The Process Of A Probable Cause Hearing
COLUMBUS, Miss. (WCBI)-A Lafayette County school teacher is facing accusations of Enticement Of A Child To Meet For Sexual Purposes.
Lafayette County deputies and the Mississippi Bureau of Investigation filed an affidavit detailing the allegation against Molly Wray on Wednesday.
Due Wray being a teacher, a probable cause hearing must be held to see if there is enough evidence for an arrest.
“A probable cause hearing is required when you’re going to arrest an officer or teacher,” said Jeff Hosford, attorney with the Hosford Law Firm, PLLC. “You have to file an affidavit and then you have to submit that to the court, and then you have to have a hearing to show the evidence that you have to determine whether or not there’s sufficient probable cause to have the officer or teacher arrested.”
Hosford said the purpose of a probable cause hearing is solely to determine whether there’s enough evidence to warrant charges.
“Basically the officer would go in there and they will present the evidence that they have and they may call the witness that they have to present that evidence, and the judge will determine whether it be by a preponderance of the evidence if there’s enough evidence to issue the warrant to have that person arrested,” Hosford explained.
If the judge rules there’s enough evidence, the case will then be sent to a superior court.
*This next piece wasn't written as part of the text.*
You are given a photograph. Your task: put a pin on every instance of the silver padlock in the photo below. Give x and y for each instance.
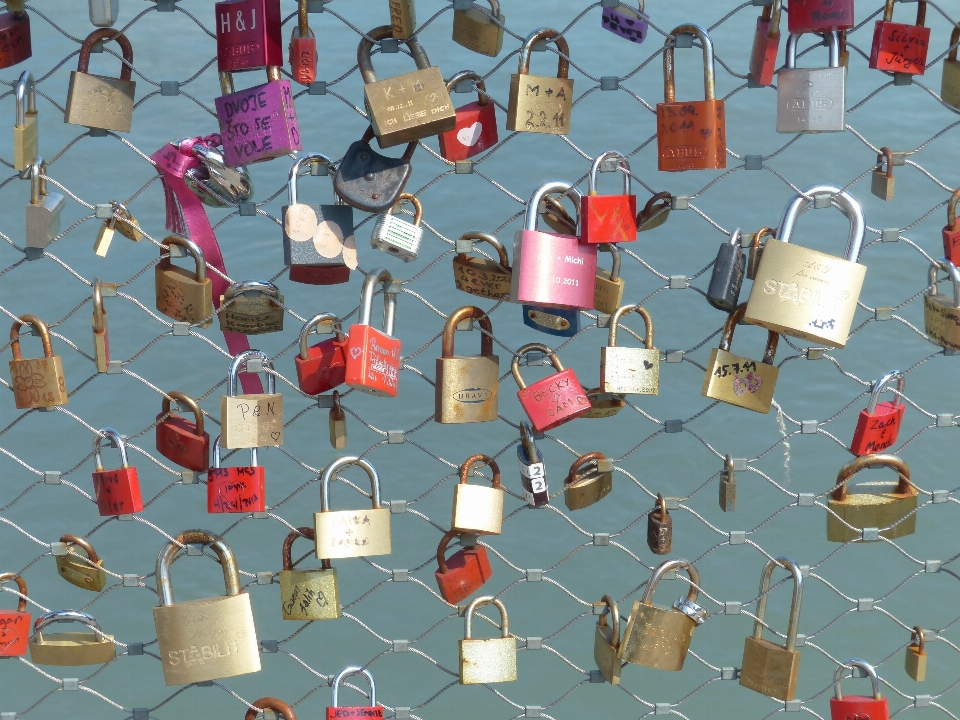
(811, 99)
(395, 236)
“The person will get picked up and they’ll be charged and then he is entitled to the same rights as any other defendant,” the WCBI Legal expert said. “Obviously if it’s a felony the real charges don’t come until you actually get indicted by grand jury. You’re charged with the crime of a felony, but you’re not indicted on a felony until a grand jury determines there is sufficient evidence.”
Circuit Court judges typically preside over probable cause hearings.
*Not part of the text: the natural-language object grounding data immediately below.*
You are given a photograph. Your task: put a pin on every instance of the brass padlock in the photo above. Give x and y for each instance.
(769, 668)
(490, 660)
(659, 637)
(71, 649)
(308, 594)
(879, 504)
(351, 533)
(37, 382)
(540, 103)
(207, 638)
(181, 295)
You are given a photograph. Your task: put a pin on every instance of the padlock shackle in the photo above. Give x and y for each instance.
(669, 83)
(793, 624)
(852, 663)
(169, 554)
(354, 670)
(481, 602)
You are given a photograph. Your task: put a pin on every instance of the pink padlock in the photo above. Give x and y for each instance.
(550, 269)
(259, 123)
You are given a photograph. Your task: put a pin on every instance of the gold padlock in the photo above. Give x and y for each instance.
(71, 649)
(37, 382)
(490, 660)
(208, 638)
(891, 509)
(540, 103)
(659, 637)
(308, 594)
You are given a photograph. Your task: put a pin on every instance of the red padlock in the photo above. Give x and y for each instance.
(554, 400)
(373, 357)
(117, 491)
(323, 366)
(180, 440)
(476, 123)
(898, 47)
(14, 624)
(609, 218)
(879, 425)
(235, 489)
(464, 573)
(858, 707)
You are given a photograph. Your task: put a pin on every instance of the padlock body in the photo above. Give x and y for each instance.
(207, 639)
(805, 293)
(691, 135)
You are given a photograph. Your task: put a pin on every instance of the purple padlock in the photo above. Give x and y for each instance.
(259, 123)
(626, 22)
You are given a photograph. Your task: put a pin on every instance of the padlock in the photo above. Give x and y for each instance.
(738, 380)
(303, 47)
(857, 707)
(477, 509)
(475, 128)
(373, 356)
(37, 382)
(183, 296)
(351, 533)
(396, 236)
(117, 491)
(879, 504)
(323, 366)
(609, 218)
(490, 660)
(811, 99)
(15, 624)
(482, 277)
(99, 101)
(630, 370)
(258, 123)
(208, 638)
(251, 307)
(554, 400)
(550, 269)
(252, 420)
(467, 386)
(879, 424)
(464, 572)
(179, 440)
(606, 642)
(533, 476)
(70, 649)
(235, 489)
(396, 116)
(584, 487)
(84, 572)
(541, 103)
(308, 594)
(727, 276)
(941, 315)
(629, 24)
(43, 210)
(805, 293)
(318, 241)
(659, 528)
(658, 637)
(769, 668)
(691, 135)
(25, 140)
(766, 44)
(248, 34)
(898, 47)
Although the hearing happens in the early stages of a criminal case, similar to a preliminary hearing, Hosford said the two hearings differ.
“They would get that hearing after they were arrested,” said Hosford. “If there was probable cause, the judge would say there is probable cause to arrest them, go arrest them, and then they would be entitled to have another hearing to determine whether or not there is sufficient evidence to hold them.”
Hosford said a judge can also set Bond amounts during a probable cause hearing as well.
A date for Wray’s probable cause hearing has not yet been set.